Experimental results

Models VGGFace2 validation ROF validation ROF test (masks) ROF test (sunglasses)
Original 91.38% 78.92% 36.98% 18.79%
Augmented N/A 78.05% 46.35% 24.47%

As is seen in the table above, if the model is trained on the original training set, although it can achieve high accuracy on normal data, it lacks generalization ability when encountering occluded test data. After the model is trained on the augmented data, its generalization ability is improved to a large extent, while the classification accuracy on normal data is not affected. This phenomenon is consistent with our expectation since the model has aleady seen some synthetic occluded images during augmented training.

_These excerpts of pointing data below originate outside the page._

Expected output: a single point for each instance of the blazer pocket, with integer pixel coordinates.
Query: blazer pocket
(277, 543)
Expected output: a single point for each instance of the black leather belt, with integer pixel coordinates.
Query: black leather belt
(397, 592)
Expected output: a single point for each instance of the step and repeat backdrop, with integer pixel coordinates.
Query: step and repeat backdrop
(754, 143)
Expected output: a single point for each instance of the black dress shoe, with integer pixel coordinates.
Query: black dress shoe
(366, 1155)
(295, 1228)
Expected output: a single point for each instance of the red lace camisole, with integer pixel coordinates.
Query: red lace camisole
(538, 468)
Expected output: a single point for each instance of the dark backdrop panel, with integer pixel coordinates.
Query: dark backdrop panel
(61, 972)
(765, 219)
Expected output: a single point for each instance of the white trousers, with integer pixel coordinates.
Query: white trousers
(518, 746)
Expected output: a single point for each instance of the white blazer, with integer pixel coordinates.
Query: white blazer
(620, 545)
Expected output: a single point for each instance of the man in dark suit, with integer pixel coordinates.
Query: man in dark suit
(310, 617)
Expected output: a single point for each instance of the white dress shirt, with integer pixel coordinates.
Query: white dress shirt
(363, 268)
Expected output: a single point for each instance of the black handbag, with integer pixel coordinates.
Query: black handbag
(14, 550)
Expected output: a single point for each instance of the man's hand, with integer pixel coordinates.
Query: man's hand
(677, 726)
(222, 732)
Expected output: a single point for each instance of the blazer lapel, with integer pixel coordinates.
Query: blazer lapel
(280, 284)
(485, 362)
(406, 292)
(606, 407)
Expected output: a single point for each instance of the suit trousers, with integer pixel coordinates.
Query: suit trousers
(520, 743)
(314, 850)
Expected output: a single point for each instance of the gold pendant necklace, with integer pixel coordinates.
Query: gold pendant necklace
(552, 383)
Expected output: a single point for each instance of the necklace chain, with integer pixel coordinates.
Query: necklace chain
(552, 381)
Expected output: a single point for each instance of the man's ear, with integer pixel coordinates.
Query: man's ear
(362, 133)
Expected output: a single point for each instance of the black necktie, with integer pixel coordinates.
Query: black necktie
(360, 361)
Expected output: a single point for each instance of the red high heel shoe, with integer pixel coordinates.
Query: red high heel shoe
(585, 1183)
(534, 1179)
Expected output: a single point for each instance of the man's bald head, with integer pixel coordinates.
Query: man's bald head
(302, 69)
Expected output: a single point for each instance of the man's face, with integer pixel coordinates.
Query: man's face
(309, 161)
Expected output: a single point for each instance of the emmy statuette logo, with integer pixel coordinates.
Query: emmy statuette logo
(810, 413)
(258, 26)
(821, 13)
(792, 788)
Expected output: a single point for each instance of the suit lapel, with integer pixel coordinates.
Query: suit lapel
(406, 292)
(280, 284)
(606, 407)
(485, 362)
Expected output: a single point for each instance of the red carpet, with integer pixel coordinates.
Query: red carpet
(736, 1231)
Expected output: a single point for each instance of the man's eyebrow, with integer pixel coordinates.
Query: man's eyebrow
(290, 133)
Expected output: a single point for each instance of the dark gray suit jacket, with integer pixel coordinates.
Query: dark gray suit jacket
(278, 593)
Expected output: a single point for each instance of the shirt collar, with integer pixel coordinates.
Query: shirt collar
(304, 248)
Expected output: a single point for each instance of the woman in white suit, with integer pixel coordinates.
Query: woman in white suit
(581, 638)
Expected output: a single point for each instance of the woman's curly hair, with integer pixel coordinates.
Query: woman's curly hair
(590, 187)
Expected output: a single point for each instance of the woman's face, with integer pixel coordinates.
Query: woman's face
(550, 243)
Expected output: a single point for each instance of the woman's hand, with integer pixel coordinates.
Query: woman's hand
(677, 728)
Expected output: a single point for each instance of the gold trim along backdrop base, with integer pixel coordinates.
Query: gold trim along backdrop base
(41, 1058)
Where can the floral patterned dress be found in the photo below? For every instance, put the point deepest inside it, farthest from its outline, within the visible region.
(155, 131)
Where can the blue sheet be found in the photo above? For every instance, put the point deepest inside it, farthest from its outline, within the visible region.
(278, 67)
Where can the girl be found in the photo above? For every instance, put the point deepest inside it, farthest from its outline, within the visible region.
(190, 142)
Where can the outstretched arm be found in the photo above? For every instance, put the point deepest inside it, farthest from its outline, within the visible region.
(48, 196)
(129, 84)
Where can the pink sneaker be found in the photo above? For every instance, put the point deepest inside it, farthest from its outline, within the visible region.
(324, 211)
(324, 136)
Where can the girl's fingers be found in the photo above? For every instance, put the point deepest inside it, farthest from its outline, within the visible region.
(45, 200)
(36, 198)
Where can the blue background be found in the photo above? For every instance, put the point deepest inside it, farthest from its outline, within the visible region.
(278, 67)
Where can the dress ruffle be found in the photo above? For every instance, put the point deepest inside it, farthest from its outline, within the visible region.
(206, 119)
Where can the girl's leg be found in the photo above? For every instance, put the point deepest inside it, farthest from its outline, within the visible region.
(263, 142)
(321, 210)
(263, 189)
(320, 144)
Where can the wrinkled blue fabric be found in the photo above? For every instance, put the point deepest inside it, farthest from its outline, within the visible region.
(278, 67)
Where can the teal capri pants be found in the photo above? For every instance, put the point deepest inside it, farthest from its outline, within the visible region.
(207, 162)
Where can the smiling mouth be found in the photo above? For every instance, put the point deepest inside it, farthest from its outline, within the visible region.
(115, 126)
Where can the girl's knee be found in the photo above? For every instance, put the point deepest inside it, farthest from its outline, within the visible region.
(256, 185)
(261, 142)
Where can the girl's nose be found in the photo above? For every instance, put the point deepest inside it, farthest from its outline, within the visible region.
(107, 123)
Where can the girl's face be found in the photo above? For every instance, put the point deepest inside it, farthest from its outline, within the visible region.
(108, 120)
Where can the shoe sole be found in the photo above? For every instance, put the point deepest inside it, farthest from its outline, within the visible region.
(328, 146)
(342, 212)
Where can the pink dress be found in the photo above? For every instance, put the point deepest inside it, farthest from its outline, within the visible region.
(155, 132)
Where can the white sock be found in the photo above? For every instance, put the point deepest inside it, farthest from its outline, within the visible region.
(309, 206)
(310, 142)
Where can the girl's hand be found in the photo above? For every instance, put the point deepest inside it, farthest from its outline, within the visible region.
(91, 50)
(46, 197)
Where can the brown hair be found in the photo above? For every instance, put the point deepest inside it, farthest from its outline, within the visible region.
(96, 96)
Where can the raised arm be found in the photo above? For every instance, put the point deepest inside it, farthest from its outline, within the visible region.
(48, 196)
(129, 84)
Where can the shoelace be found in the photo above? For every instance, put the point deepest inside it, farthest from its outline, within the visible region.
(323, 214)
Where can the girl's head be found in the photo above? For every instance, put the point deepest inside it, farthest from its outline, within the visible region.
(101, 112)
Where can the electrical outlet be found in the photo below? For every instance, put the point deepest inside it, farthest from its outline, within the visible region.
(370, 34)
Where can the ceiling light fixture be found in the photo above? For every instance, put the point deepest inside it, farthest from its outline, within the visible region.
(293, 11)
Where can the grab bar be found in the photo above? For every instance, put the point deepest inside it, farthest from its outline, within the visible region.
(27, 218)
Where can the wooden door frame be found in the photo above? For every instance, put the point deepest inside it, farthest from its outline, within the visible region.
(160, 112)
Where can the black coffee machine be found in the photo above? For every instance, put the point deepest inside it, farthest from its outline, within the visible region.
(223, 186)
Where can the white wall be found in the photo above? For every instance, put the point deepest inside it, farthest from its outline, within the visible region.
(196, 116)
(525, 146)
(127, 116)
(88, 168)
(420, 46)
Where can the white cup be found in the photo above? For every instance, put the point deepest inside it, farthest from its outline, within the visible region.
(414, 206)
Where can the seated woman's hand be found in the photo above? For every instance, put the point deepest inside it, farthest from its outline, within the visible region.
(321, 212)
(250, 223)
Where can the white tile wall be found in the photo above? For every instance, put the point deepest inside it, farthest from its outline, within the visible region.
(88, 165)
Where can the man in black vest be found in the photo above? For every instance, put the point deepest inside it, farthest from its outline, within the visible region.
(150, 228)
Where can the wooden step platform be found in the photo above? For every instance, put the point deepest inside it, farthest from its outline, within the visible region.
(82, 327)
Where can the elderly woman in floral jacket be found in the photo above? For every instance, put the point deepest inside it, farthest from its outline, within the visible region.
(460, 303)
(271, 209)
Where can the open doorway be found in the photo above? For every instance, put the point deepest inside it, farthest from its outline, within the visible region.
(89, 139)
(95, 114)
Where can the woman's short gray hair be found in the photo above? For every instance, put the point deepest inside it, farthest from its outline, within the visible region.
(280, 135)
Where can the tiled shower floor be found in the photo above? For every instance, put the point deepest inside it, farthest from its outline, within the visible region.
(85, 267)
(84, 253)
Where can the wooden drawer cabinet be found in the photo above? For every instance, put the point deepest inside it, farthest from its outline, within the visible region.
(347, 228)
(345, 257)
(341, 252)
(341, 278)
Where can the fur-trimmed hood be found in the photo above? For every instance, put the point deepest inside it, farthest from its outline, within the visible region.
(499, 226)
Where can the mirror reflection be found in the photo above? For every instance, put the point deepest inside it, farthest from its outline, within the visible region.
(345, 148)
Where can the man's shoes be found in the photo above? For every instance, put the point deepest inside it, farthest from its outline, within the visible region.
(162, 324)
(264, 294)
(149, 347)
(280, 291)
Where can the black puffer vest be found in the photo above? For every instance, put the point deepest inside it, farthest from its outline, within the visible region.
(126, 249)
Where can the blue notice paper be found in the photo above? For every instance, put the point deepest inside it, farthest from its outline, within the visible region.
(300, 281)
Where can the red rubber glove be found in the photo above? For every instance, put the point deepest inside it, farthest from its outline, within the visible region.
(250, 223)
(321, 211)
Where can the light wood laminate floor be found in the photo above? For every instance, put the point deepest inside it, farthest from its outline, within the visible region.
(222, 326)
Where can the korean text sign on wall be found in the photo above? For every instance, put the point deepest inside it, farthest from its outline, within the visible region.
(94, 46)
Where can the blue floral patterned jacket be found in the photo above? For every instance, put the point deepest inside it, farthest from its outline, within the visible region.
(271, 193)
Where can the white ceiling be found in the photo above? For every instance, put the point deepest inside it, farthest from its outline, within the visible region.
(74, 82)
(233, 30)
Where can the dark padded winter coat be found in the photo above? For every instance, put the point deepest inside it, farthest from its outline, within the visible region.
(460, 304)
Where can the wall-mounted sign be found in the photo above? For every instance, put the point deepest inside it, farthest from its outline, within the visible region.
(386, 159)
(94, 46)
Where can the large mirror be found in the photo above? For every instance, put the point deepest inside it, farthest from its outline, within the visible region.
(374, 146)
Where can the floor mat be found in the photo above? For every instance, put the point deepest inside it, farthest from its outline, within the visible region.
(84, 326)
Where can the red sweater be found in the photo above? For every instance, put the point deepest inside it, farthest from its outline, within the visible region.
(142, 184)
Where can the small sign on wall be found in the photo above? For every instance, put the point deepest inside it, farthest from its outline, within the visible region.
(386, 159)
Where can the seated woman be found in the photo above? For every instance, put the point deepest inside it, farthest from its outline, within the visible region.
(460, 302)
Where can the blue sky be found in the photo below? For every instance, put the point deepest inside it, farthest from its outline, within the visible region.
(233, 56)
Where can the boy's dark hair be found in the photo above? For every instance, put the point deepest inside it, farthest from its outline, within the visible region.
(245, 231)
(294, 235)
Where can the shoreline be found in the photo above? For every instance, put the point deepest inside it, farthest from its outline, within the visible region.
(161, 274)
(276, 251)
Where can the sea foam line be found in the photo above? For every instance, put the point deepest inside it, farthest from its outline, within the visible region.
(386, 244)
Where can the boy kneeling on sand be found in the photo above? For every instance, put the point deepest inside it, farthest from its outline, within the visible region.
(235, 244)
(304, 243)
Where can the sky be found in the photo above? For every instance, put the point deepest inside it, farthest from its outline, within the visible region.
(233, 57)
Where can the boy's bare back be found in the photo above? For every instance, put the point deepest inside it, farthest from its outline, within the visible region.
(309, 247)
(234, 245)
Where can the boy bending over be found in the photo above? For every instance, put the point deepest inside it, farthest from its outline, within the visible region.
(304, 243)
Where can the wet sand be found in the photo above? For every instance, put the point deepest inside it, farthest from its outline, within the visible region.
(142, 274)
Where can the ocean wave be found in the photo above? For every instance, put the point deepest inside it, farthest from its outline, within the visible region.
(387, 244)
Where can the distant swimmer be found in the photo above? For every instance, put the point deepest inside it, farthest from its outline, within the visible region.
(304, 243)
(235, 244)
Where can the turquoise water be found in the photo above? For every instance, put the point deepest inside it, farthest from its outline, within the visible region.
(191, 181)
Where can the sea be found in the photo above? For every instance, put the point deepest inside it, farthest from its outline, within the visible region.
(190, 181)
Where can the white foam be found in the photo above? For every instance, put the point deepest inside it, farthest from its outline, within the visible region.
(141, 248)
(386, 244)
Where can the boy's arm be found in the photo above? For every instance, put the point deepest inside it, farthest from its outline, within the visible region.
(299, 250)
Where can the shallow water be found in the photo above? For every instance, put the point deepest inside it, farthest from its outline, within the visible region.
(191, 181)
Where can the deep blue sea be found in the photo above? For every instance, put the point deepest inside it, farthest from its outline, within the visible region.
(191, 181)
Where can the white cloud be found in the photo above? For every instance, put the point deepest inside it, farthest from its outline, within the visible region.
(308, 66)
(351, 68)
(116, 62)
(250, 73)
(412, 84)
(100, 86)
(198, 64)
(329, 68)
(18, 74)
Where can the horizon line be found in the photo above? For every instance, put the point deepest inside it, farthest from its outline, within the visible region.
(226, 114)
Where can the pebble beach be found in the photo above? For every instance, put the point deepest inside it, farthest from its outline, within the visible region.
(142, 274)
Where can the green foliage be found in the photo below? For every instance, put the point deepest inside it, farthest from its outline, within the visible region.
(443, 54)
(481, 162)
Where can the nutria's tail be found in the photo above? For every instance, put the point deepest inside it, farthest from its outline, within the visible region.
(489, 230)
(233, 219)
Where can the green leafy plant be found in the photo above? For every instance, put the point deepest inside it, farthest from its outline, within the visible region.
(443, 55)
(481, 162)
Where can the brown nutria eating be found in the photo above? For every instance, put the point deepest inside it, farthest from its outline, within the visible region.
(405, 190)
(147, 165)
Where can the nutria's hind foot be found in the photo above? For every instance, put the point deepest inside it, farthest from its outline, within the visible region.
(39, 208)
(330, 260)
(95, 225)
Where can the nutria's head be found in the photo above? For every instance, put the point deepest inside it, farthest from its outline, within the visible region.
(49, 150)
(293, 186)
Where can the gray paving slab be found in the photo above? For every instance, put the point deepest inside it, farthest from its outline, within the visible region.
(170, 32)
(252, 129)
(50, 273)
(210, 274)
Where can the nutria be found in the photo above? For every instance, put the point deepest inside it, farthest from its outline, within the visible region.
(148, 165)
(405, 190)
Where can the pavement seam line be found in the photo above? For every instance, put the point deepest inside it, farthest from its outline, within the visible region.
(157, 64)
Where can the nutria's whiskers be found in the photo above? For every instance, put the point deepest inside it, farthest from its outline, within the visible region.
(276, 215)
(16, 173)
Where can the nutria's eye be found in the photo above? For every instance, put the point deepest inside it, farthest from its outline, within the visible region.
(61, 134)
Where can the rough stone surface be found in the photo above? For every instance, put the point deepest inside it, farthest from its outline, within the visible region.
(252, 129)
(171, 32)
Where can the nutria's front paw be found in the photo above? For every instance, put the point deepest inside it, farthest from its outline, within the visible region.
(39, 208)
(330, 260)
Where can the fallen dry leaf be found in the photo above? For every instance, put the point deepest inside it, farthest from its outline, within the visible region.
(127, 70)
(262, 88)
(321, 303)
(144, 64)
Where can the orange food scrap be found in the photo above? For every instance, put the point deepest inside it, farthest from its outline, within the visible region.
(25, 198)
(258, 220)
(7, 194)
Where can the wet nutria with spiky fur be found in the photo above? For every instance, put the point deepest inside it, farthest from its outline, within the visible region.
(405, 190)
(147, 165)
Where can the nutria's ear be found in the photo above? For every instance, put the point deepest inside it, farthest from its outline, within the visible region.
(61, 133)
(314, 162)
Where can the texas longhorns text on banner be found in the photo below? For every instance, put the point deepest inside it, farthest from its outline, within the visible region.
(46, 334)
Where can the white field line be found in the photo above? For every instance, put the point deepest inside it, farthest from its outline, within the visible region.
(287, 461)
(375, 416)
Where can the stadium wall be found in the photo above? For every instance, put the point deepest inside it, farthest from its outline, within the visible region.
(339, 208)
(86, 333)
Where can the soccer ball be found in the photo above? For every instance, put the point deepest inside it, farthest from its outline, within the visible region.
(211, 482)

To better understand the performance, we plot the authentic and impostor distribution for the validation and test sets (cosine similarity of the feature before the fully connected layer).

  • ROF validation set:

plot

  • ROF test set (masks):

plot

  • ROF test set (sunglasses):

plot

  • We can see that the authentic and impostor distribution on the validation set is OK, as we can clearly see the difference of the authentic and impostor pairs.

  • Similar trend is found on test sets. However, the distribution are less distinguishable due to their larger difficulty.